Which brings us to the topic of employee disengagement.
Research on workplace engagement have been performed in earnest for twenty years, most notably by Gallup. An engaged workforce is an efficient workforce, and an efficient workforce is significantly more profitable. The reverse is equally true, but much more sobering, because when a workforce has employees who are disengaged, the workforce does not perform efficiently, the company suffers and then as the company suffers, so do its people. Think of disengagement as a vortex. The companies with the highest levels of disengagement are the ones who get suck down the proverbial toilet when the economy weakens. That should be sobering to any of us who are CEO’s senior executives or in management, because our job is to ensure the viability, profitability and sustainability of the company. Otherwise, we all suffer.
Disengagement is not because of a workforce’s physical inability. Disengagement is caused by mental, emotional and even spiritual lack of enthusiasm, lack of a sense of purpose and lack of belief in the one’s own value to the company.
And speaking of value, disengagement devalues a company’s worth. When our people don’t feel engaged then expense ratios rise and profitability dives. No company can survive when inefficiencies eat away profits. According to Dr. Jim Harter, author of the New York Times and Wall Street Journal bestseller Wellbeing: The Five Essential Elements, data shows that companies who create a culture where the workforce is engaged (read: efficient) achieve a ROI of up to 400% more earnings per share growth than that company’s competition.
Want to beat the competition?
Want to grab more market share?
Want to expand?
Then it’s first things first and the first thing to invest in, is creating a culture where employees become more engaged.
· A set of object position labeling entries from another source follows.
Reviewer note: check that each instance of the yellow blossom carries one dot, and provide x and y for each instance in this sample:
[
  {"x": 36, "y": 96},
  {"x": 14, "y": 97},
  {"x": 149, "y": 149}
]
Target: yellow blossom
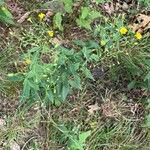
[
  {"x": 41, "y": 16},
  {"x": 27, "y": 61},
  {"x": 50, "y": 33},
  {"x": 138, "y": 36},
  {"x": 123, "y": 30}
]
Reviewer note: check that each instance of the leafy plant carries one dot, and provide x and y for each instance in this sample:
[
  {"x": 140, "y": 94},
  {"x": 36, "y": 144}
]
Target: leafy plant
[
  {"x": 53, "y": 81},
  {"x": 75, "y": 138},
  {"x": 5, "y": 15},
  {"x": 121, "y": 53},
  {"x": 86, "y": 17}
]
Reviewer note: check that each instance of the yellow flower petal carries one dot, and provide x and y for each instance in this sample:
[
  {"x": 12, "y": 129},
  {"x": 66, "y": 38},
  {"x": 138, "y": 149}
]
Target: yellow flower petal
[
  {"x": 123, "y": 30},
  {"x": 138, "y": 36}
]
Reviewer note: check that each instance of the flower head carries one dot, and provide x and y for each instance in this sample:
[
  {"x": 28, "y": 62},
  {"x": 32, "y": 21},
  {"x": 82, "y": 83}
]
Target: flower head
[
  {"x": 27, "y": 61},
  {"x": 41, "y": 16},
  {"x": 103, "y": 42},
  {"x": 50, "y": 33},
  {"x": 30, "y": 19},
  {"x": 123, "y": 30},
  {"x": 138, "y": 36}
]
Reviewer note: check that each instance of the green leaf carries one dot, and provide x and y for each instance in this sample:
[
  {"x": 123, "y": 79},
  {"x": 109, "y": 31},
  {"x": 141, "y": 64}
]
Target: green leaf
[
  {"x": 58, "y": 21},
  {"x": 84, "y": 23},
  {"x": 65, "y": 91},
  {"x": 26, "y": 90},
  {"x": 147, "y": 123},
  {"x": 131, "y": 85},
  {"x": 68, "y": 4},
  {"x": 83, "y": 136},
  {"x": 94, "y": 14},
  {"x": 1, "y": 2},
  {"x": 85, "y": 12},
  {"x": 76, "y": 83},
  {"x": 87, "y": 73},
  {"x": 16, "y": 77},
  {"x": 50, "y": 96},
  {"x": 6, "y": 16}
]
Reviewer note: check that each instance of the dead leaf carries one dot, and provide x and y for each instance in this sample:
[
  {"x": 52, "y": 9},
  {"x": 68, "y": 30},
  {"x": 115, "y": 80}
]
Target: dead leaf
[{"x": 93, "y": 108}]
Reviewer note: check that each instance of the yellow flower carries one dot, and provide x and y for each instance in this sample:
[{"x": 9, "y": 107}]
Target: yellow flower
[
  {"x": 138, "y": 36},
  {"x": 41, "y": 16},
  {"x": 27, "y": 61},
  {"x": 123, "y": 30},
  {"x": 50, "y": 33}
]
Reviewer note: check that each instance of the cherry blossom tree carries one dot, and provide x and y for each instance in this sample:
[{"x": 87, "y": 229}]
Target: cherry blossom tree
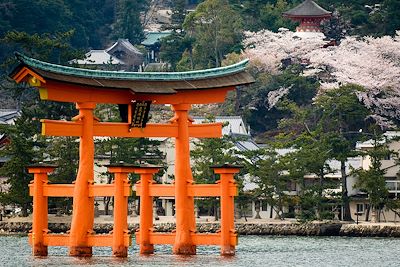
[{"x": 373, "y": 63}]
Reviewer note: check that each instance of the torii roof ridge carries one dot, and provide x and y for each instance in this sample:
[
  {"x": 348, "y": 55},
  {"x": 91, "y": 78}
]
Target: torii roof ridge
[{"x": 144, "y": 76}]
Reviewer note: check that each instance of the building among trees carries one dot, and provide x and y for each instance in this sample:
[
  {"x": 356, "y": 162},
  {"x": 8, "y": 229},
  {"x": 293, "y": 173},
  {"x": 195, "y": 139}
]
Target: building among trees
[
  {"x": 310, "y": 15},
  {"x": 122, "y": 55}
]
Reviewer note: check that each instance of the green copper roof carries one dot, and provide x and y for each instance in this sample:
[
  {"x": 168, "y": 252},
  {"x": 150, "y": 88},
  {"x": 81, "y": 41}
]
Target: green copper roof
[
  {"x": 139, "y": 76},
  {"x": 153, "y": 37}
]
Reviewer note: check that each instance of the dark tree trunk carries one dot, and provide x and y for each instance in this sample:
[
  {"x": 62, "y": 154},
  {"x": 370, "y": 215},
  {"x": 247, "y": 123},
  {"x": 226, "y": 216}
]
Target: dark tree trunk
[
  {"x": 367, "y": 213},
  {"x": 345, "y": 193}
]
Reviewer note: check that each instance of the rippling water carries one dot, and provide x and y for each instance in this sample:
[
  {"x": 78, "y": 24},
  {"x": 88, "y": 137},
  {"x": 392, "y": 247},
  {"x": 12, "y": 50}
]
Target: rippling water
[{"x": 252, "y": 251}]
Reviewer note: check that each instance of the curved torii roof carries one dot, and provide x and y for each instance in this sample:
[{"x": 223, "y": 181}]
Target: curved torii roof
[
  {"x": 307, "y": 9},
  {"x": 136, "y": 82}
]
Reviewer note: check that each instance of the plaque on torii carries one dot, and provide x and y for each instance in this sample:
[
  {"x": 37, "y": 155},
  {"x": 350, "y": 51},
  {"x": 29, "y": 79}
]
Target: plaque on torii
[{"x": 87, "y": 88}]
That’s right – invest in it. Don’t hope for it, don’t office memo for it and most certainly, don’t complain if you don’t have it. Having an engaged workforce is not something we can demand just because we want it, just like we can’t demand that our fund managers always protect us from downturns in the economy. Engagement is a reward we achieve from making good strategic decisions about how we invest, and the first thing we need to invest in is our people.
Engagement cannot be measured in absolute numbers, because engagement is not a quantifiable physical problem associated with productivity quotients. Engagement is a qualitative reflecting of the workplace environment. Like air, the presence of engagement is invisible, yet everyone knows whether the environment is refreshing, or toxic.
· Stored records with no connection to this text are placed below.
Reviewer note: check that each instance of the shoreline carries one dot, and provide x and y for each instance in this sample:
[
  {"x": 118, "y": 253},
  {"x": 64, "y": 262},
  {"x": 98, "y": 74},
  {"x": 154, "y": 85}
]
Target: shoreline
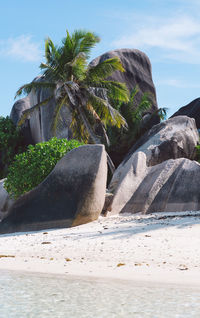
[{"x": 160, "y": 248}]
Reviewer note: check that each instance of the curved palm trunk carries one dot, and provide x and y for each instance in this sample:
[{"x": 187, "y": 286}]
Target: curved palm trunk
[{"x": 94, "y": 138}]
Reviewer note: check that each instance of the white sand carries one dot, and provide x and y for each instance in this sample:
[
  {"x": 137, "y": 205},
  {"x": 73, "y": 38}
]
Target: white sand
[{"x": 158, "y": 247}]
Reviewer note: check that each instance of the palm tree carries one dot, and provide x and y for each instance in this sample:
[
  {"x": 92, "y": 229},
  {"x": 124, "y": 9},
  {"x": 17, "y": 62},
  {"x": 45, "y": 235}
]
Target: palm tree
[{"x": 79, "y": 86}]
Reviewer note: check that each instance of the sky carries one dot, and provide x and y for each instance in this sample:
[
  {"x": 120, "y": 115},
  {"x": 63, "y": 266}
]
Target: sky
[{"x": 168, "y": 31}]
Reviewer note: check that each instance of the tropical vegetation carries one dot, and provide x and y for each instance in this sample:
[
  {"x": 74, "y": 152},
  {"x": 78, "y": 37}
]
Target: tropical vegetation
[
  {"x": 31, "y": 167},
  {"x": 81, "y": 87},
  {"x": 11, "y": 142}
]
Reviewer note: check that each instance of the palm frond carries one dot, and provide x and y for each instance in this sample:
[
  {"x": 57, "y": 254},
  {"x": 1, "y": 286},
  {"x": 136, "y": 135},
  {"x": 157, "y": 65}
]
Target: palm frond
[
  {"x": 57, "y": 113},
  {"x": 29, "y": 111},
  {"x": 84, "y": 41},
  {"x": 26, "y": 89}
]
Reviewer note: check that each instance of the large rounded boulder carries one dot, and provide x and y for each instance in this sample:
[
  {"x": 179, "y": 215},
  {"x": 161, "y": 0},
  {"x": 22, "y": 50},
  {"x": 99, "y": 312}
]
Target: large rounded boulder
[
  {"x": 174, "y": 138},
  {"x": 138, "y": 72},
  {"x": 171, "y": 186},
  {"x": 72, "y": 194}
]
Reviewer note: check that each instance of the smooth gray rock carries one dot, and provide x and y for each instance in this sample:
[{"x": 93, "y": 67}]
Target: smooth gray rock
[
  {"x": 125, "y": 182},
  {"x": 72, "y": 194},
  {"x": 171, "y": 186},
  {"x": 38, "y": 125},
  {"x": 174, "y": 138},
  {"x": 5, "y": 201},
  {"x": 137, "y": 72},
  {"x": 191, "y": 110}
]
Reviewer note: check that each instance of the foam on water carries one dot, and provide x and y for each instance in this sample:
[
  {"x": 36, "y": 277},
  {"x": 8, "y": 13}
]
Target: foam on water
[{"x": 31, "y": 295}]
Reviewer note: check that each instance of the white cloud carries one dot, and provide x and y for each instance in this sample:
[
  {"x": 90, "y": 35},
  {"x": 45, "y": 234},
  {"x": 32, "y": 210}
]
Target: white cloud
[
  {"x": 176, "y": 39},
  {"x": 177, "y": 83},
  {"x": 22, "y": 48}
]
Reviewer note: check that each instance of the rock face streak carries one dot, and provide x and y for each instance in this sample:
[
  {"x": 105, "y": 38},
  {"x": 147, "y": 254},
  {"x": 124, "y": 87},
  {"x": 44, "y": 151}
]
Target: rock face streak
[
  {"x": 147, "y": 181},
  {"x": 38, "y": 127},
  {"x": 72, "y": 194}
]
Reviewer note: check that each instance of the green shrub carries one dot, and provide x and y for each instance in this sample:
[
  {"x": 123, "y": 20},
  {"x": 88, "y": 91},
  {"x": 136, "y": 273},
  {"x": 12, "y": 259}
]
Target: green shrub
[
  {"x": 30, "y": 168},
  {"x": 11, "y": 142}
]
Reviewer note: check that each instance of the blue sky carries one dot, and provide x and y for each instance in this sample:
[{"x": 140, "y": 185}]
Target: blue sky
[{"x": 167, "y": 31}]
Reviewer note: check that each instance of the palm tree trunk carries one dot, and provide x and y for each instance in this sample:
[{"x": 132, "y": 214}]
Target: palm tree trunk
[{"x": 94, "y": 138}]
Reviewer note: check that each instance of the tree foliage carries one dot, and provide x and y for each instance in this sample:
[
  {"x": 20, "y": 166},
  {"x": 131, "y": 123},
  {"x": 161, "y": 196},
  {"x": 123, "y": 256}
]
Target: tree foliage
[
  {"x": 11, "y": 142},
  {"x": 81, "y": 87},
  {"x": 30, "y": 168}
]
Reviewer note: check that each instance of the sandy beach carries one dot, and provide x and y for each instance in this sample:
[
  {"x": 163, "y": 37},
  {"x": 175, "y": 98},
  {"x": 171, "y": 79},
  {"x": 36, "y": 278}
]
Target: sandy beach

Creating a healthy culture of engagement is as much an investment as creating a more sustainable ecology. Yes, there is upfront money, but without that upfront commitment, there is no potential to achieve the benefits. Engagement doesn’t come at a cost, because it always provides a return on investment. It is the one investment that always pays. The only way to create better engagement, which leads to better efficiency, which leads to greater profitability, which leads to greater sustainability, which is good for EVERYBODY, is to invest in the very people who will decide whether they want to be engaged, or disengaged.
As the economy continues to quiver up and down with increased volatility and decreased certainty, the kind of investment decisions we make today, are going to determine whether we survive, thrive, or dive tomorrow. While the old advertising proverb is true, a company that delays investing in advertising beyond the economic tipping point is only going to discover they did too little, too late. The same proverbial wisdom applies with investing in defeating disengagement. The best time to invest, is now.